When you just can't let something go

We had fettuccine Alfredo with spinach for dinner tonight. It is so good. It is sooo rich... complete with three sticks of butter and four cups of cream, not to mention the 8+ ounces of grated Romano. Did I mention how good it was? We add spinach because that seems to help balance out the artery-clogging properties a bit. ... Maybe? Probably not, but it sure tastes good. 

At the end of dinner, as L. was finishing a large portion of seconds, she announced, "This dinner makes me feel tired and sluggish." No one disagreed with her. It tastes good, but eat too much and you definitely feel a bit of regret. As she asked to be excused from the table after dinner, 'accused' accidentally came out instead of 'excused'. G. pounced on it immediately and there was some funny word play between them for a moment or two. 

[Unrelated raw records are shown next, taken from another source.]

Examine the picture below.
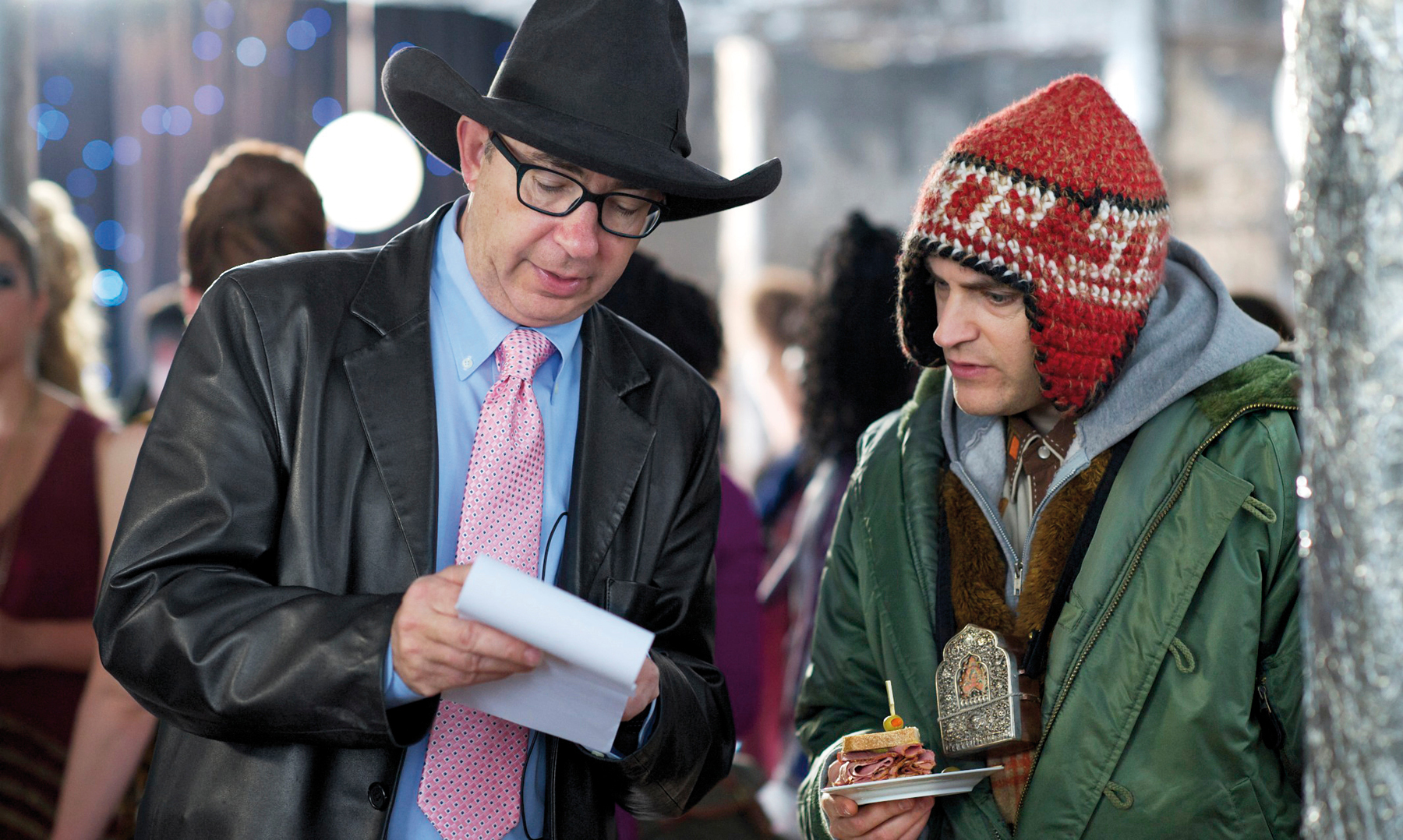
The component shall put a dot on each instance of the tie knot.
(522, 352)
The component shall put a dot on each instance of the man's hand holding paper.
(594, 668)
(435, 650)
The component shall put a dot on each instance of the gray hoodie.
(1193, 334)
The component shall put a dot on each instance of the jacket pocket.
(631, 601)
(1252, 821)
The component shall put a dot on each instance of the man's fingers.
(490, 643)
(880, 821)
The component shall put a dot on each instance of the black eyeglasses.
(556, 194)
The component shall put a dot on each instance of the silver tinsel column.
(1347, 210)
(19, 159)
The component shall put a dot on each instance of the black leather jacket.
(285, 498)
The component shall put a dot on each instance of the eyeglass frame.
(585, 194)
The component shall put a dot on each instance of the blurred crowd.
(76, 741)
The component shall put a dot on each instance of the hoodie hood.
(1193, 334)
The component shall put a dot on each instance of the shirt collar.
(475, 329)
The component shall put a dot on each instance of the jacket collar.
(396, 289)
(612, 445)
(393, 386)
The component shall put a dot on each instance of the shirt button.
(378, 797)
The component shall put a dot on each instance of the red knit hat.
(1058, 196)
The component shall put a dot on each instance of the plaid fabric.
(1008, 783)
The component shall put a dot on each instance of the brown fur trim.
(1052, 542)
(977, 566)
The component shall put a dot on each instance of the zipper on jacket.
(1140, 552)
(998, 528)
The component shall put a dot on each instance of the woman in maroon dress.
(49, 547)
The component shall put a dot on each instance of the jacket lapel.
(392, 383)
(612, 443)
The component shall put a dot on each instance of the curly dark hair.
(855, 371)
(671, 309)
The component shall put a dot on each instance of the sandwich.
(884, 755)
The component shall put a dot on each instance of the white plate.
(936, 784)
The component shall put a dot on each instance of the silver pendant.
(978, 701)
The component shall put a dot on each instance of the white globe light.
(368, 170)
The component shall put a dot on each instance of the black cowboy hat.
(599, 83)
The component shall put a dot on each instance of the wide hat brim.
(428, 97)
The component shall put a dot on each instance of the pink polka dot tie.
(470, 789)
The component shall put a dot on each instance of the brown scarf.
(977, 585)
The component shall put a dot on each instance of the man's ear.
(472, 149)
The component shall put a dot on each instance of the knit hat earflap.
(1057, 196)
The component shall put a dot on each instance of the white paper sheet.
(589, 657)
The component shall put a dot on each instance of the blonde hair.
(70, 341)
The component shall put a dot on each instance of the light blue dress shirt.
(465, 331)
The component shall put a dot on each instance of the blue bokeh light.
(108, 235)
(340, 238)
(210, 100)
(80, 182)
(133, 249)
(208, 45)
(52, 124)
(108, 288)
(177, 119)
(320, 20)
(326, 110)
(97, 154)
(126, 150)
(252, 52)
(154, 119)
(436, 166)
(219, 14)
(58, 90)
(302, 35)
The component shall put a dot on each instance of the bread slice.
(880, 741)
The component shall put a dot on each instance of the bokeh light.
(80, 182)
(126, 150)
(320, 20)
(326, 110)
(154, 119)
(208, 47)
(177, 119)
(108, 288)
(436, 166)
(302, 35)
(58, 90)
(96, 376)
(49, 124)
(97, 154)
(219, 14)
(108, 235)
(210, 100)
(133, 249)
(362, 198)
(252, 52)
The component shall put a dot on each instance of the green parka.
(1183, 612)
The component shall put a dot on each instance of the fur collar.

All of this brought me immediately back to that study which was purported to prove that younger children of large families would suffer and that this was shown most clearly in their impaired vocabulary. Yes, I am still harping on this. Ask my family, I harp on it a lot more to them than I do here. Count your blessings. 

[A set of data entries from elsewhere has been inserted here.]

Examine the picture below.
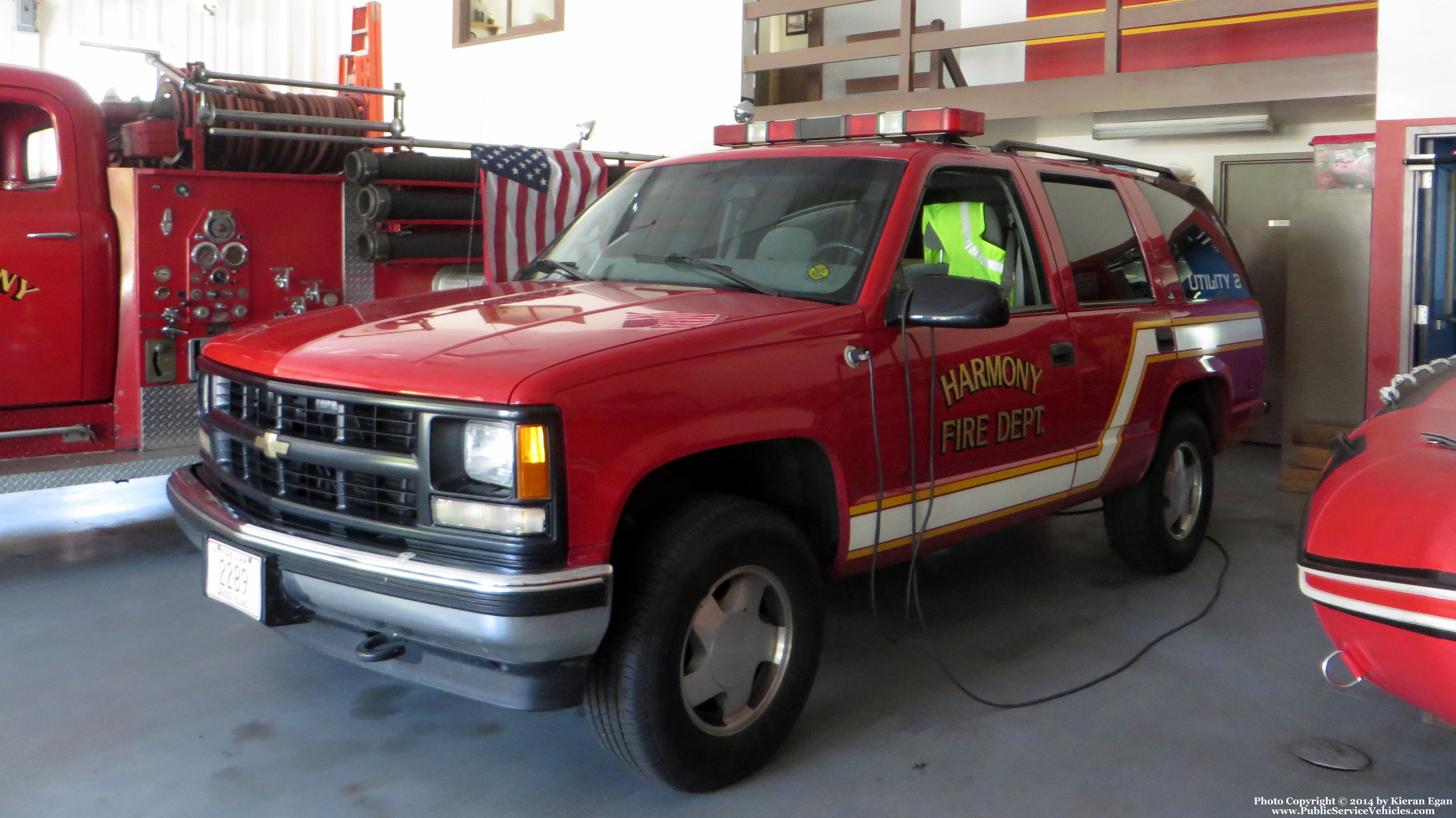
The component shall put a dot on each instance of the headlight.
(490, 453)
(216, 392)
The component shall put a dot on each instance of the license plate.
(235, 578)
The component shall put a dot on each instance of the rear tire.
(1158, 524)
(714, 644)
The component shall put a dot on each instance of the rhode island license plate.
(236, 578)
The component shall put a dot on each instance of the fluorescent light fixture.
(1245, 124)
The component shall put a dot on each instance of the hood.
(478, 344)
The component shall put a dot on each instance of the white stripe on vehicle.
(1371, 609)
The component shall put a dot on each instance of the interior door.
(1257, 196)
(40, 254)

I guess the real question is why I continue to feel the need to harp on it. My children are clearly not suffering from any deficit of vocabulary. In full disclosure though, if anyone tries to quiz them on their vocabularies, they will become mute and proceed the incinerate the questioner with death glares. If that was your only interaction with them, you might be questioning a lot more than just their vocabularies. (The moral of this little story is just don't quiz children.)

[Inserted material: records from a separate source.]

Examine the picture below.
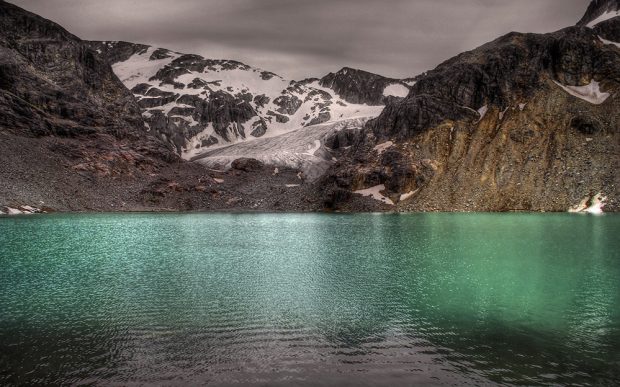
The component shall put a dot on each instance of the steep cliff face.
(362, 87)
(52, 83)
(198, 104)
(598, 11)
(71, 135)
(527, 122)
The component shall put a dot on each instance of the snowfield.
(606, 16)
(589, 93)
(301, 149)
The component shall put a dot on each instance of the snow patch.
(597, 202)
(396, 90)
(609, 42)
(408, 195)
(589, 93)
(502, 114)
(606, 16)
(375, 192)
(383, 147)
(313, 149)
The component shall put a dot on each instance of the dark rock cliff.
(597, 8)
(52, 83)
(358, 86)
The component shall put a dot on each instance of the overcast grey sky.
(302, 38)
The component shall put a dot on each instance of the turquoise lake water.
(313, 299)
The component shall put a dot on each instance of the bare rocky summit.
(526, 122)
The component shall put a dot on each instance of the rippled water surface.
(447, 299)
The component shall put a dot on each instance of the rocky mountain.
(526, 122)
(197, 104)
(600, 10)
(72, 136)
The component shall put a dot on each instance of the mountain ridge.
(525, 122)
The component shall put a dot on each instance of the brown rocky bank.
(72, 137)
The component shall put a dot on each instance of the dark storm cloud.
(299, 38)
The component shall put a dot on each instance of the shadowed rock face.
(52, 83)
(502, 127)
(597, 8)
(501, 73)
(358, 86)
(194, 102)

I had started to write out why this still bothers me, because it obviously does. When I went back and found past posts on this (yes, plural), I realized I had covered it quite nicely, so I'll link to those at the end. But I also think it's because still, even now with half my children grown that I get pretty remarkable reactions to the number of children that I have. It does make one feel a bit like a freak show when this happens too often in one week. I think when you feel you are a walking and talking oddity, you tend to react more strongly to things which imply negative outcomes to your oddness.